The main strategy to estimate relative humidity (RH) consists on using the physical parameters that are close related to the dynamics of relative humidity at the upper and surface levels. Precipitable water (PW) is a physical parameter that is inherent to the relative humidity since it is measuring the depth of water in a column of the atmosphere, assuming that all water molecules in that column will precipitated. However, since this parameter is a measure of the total column surface parameters should be added to estimate RH at the surface level. One of the surface parameters associated to the dynamics of relative humidity is the land surface temperature (LST) since the atmospheric absorption and the surface emissivity are inherently accounted for producing variations on RH. Another physical and important parameter that is associate to the dynamics of the relative humidity at the surface level is the NDVI; because, it has been shown that the surface emissivity is a function of NDVI (Cihlar et al. 1997) and it modulates the variations of RH. MODIS and GOES-13 data are used to hourly retrieve PW, NDVI and LST at 4 km spatial resolution. The retrieve algorithm is based on using self-organizing artificial neural networks to identify homogenous climatic regions and stochastic transfer function models are used to estimate the relative humidity. Hourly dew point and air temperatures from weather stations located in Mesoamerica and the Caribbean countries are used to calibrate and validate the proposed algorithm.

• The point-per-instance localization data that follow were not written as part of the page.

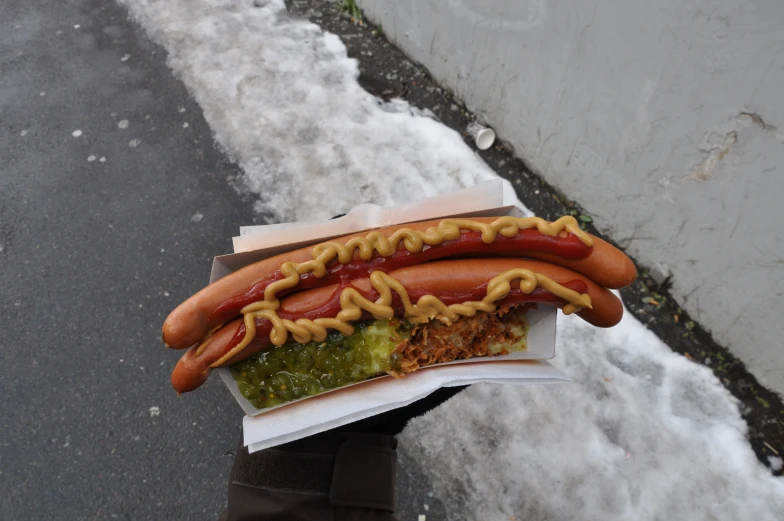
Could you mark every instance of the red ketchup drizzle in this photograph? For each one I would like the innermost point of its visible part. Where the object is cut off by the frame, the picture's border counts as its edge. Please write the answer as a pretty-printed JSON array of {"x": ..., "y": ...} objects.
[
  {"x": 469, "y": 244},
  {"x": 332, "y": 307}
]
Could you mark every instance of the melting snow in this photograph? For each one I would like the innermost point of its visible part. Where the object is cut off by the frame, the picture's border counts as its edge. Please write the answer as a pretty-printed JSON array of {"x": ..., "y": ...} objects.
[
  {"x": 283, "y": 101},
  {"x": 641, "y": 434}
]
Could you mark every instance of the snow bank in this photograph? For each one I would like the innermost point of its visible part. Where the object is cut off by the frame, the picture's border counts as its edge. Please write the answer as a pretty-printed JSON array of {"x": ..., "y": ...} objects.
[
  {"x": 642, "y": 434},
  {"x": 284, "y": 102}
]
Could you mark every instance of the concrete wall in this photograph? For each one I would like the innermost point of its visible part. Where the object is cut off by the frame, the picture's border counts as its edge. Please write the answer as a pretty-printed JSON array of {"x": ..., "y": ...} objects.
[{"x": 661, "y": 118}]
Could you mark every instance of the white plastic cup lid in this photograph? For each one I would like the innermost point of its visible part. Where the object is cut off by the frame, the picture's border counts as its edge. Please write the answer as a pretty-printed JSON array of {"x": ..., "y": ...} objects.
[{"x": 484, "y": 139}]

A time series model is proposed to estimate air temperature, which exhibits three major components: a trend, a seasonal, and a stochastic component. The trend is represented by a deterministic model and exhibits the intrinsic surface properties such orography, soil, and vegetation. The seasonal behavior is imposed by the relative position of the Earth with respect to Sun and has two periodic components associated to daily and annual variations. The stochastic behavior is represented by a transfer function model, which includes the impulse response function and an autoregressive moving average model. The impulse response function modulates the infrared radiation effects at the top-clouds and at the surface level. During the daytime the major source of variation is the solar irradiance given by the visible channel, and during the nighttime only the brightness temperature from the water vapor and thermal infrared channels were used to correlate with air temperature. The intervention of clouds is modeled by the impulse response function using brightness temperature from the thermal channel.

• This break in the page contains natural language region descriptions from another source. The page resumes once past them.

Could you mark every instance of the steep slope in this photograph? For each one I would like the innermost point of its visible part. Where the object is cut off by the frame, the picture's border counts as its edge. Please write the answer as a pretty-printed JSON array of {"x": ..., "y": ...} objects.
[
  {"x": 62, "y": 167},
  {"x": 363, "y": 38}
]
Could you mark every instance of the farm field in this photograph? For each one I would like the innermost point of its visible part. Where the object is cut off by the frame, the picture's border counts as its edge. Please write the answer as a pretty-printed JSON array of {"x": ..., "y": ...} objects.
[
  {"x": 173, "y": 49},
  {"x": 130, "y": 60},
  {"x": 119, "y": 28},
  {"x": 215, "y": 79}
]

Finally, the air temperature and relative humidity will be combined to estimate the heat index in hourly basis. Usually the extreme values of heat index are used for advising heat warning events. The heat index extreme events (HIEE) in the MAC region is an extraordinary hot event where the maximum-daytime heat index and the minimum-nighttime heat index both exceed the corresponding 97th percentiles and this hot event must persist for at least two consecutive days.